Inelastic dynamic analysis and damage assessment of a hydraulic arched tunnel under near-fault SV waves with arbitrary incoming angles

Abstract

The incoming directions and incoming angles of near-fault (NF) seismic waves may play important roles in potential seismic-induced damage to hydraulic arched tunnels due to the uncertainty and randomness of NF ground motions. Moreover, the correlation between the seismological characteristics of NF ground motions and the seismic behaviour of underground structures, especially hydraulic arched tunnels, is not well understood. However, the current seismic dynamic analysis procedures and seismic designs of hydraulic arched tunnels generally ignore the abovementioned key factors. For this reason, the focus of this paper is to evaluate the seismic behaviour and damage degree of a hydraulic arched tunnel under NF SV waves with arbitrary incoming angles. Based on the elasticity and wave theory, an obliquely incoming method of SV waves that considers the incoming angle and direction is first developed by the equivalent nodal force method and verified through two examples. Ten as-recorded NF seismic events that display ground motion with a high frequency content are selected to reflect the seismological characteristics of NF ground motions. In addition, a hydraulic arched tunnel is built using the commercial software ABAQUS, and it considers fluid-structure-rock interaction systems based on the coupled Eulerian-Lagrangian method to approximate the environmental conditions experienced by hydraulic arched tunnels when a real earthquake event occurs. Subsequently, an inelastic dynamic analysis of hydraulic ached tunnels under NF SV waves with arbitrary incoming angles are conducted.

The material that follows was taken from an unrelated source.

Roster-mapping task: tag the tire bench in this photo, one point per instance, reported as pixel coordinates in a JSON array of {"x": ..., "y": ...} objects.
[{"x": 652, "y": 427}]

The numerical results indicated that the propagation directions and incoming angles of SV waves have notably different impacts on the inelastic dynamic responses and damage degrees of hydraulic arched tunnels. In addition, by comparison with our team’s previous work, it can be found that obliquely incident SV waves may be more likely to cause severe damage to hydraulic ached tunnels compared to obliquely incident P waves. On the other hand, significant durations and velocity-related intensity measures present strong correlations with the global tensile damage index of the linings of hydraulic arched tunnels. Therefore, both the incoming angles of SV waves and the seismological characteristics should be considered when evaluating the seismic performance and design of hydraulic arched tunnels.